凌昭琅像一只警惕的小兽,紧盯着他,说:“你用不着对我费心,我们之前怎么样,现在就怎么样。在你心里,我们也不是推心置腹的交情吧?”
祝卿予气笑了,说:“我心里怎么想,什么时候轮到你做主了。”
面对这样过激的反应,祝卿予反而疑窦丛生。
他索性上前一步,一把揪住凌昭琅的领口,逼迫他直视自己,“好,我不管你要拿这个东西干什么。我只问你一句话,这个东西到底让你看见了什么?”
凌昭琅被迫跪直了看他,恼怒率先冲向头顶,“你凭什么管我!我爱干什么干什么,就算把自己烧死也和你没关系!”
“这可比烧死严重多了。”祝卿予无视他的挑衅,轻轻一拍他的脸颊,说,“我这次不管,你下次是不是还要换个地方烧。”
凌昭琅瞪着眼睛看他,明明随便就能从他手里挣脱,可他没有这样做,只是无声地对抗着。
祝卿予反手又拍了他一下,说:“炉子我看过了,烧了不少吧。
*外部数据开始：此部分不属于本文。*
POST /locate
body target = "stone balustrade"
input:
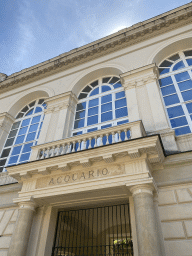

你看到什么了,这么舍不得。”
挨了两下,凌昭琅的脑子反而清醒了些。
他忘记了,祝卿予是个吃软不吃硬的人,自己越是对着犟,他越是斗志昂扬。
可他满腔怒火,实在说不出半句软话来敷衍他。
凌昭琅试图激怒他,“还能看到什么了,当然是你不给我的东西。”
祝卿予微微皱了皱眉,转瞬就笑了,说:“这种东西还要靠幻觉,太没用了吧。”
激怒他显然没成功,差点激怒了自己。
凌昭琅重重地呼了两口气,说:“你现在能走了吧。”
“你不说实话,我是不会走的。”祝卿予打量他的脸颊,摸了摸上面的红痕,说,“刚刚一时情急,不小心下手重了点,疼不疼?”
他越是这样的语气,凌昭琅越烦躁。
他到底有什么好装的,明明就是为了满足自己的掌控欲,还要装出一副关切的模样。
祝卿予看出他的表情变化,不解道:“怎么又生气了?这也不行?”
凌昭琅别开脸,说:“我不想和你说这些。”
祝卿予哦了声,说:“那我换个说法——你老实交代,我有奖励给你。”
凌昭琅恨死他这种轻描淡写的语气,好像他说什么,自己都会听从。只要他想要,自己就一定要乖乖奉上。
可惜他满腔的愤怒,总是被祝卿予的随意撩拨浇灭。心里的火往下烧,他现在恨死自己没出息。
祝卿予看着他受辱般的神色,摸了摸他的嘴唇,说:“干嘛气鼓鼓的,公平交易,也不行吗?”
脑子还没给出指令,凌昭琅就下意识地咬住了他的指尖。
祝卿予的拇指轻轻揉弄着他的嘴唇,中指和食指撬开了他的齿关,漫不经心地逗弄他。
凌昭琅仰着头承受这种挑逗,情不自禁地配合他,发出些难耐的声音。
“刚刚到底在气什么啊。”祝卿予似乎在自言自语,“这不是挺喜欢的吗?”
凌昭琅没法给出回答,他也不想回答什么。他的下巴湿漉漉的,领口也湿漉漉的。
祝卿予抽回手,看他脸颊绯红,满意道:“果然,还是不说话的时候乖一点。”
屋内的香气已经散发完全,祝卿予看着他不停起伏的胸口,说:“去把窗户都关上,怪冷的。”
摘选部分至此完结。